Conditions Fuel Early Hurricane Season

ByABC News
July 10, 2005, 5:41 PM

July 10, 2005 — -- The worst storms of the past have tended to come in August and September, but everything conspired this year to make Dennis happen early.

This year, the ocean was warm and the winds were just right -- or wrong.

"It's a double whammy that makes both the ocean and atmosphere better for hurricanes," said Hugh Willoughby, a senior scientist at the International Hurricane Center of Florida International University.

Hurricanes form in the tropics, mostly because of the steamy water below them. Such storms need ocean temperatures of at least 82 degrees Fahrenheit or so.

In most years, it takes several weeks of summer for the water to get that warm. This year, the Caribbean happens to be a little bit warmer than usual.

Once the storm takes shape, it is carried along by the prevailing winds.

"You can liken that to putting, say, a marble on your dining room table and blowing on the marble," said Sim Aberson of the National Oceanic and Atmospheric Administration's Hurricane Research Division.

Dennis fluctuated in strength because the winds blew it straight over Cuba.

While 20 people died there and in Haiti, the early landfall should have been good news for the mainland United States.

"When the hurricane moves over land, it loses its fuel, the source being the warm waters below it," said Ed Rappaport, deputy director of the National Hurricane Center in Miami. "It also encounters increasing roughness or friction on the surface of land as opposed to the water, and both of those contribute to the weakening or disruption in the circulation."

But again, things went just right for Dennis -- and wrong for the people in its path.

The storm weakened from Category 4 to Category 1 after Cuba -- in other words, from a massive storm to a moderate one -- then revived in the Gulf of Mexico, briefly reaching Category 4 as it approached Alabama and the Florida panhandle.

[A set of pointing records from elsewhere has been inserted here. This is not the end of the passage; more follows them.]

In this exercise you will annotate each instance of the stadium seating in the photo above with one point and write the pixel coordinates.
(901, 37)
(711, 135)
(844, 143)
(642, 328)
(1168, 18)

"Most Category 4 and 5 storms usually go through these cycles of rapid intensification," said Eric Williford, a private forecaster at Weather Predict Inc., in North Carolina. "We know they occur, it's just very difficult to predict them."

That problem continues to bedevil meteorologists. Their forecasts of a hurricane's path have become more and more precise with time, but a storm's intensity has proven to be much more complicated.

An early hurricane season tends to mean a long one, said forecaster Willoughby.

"This early start is a bad sign we're likely to be doing this at Thanksgiving," he said.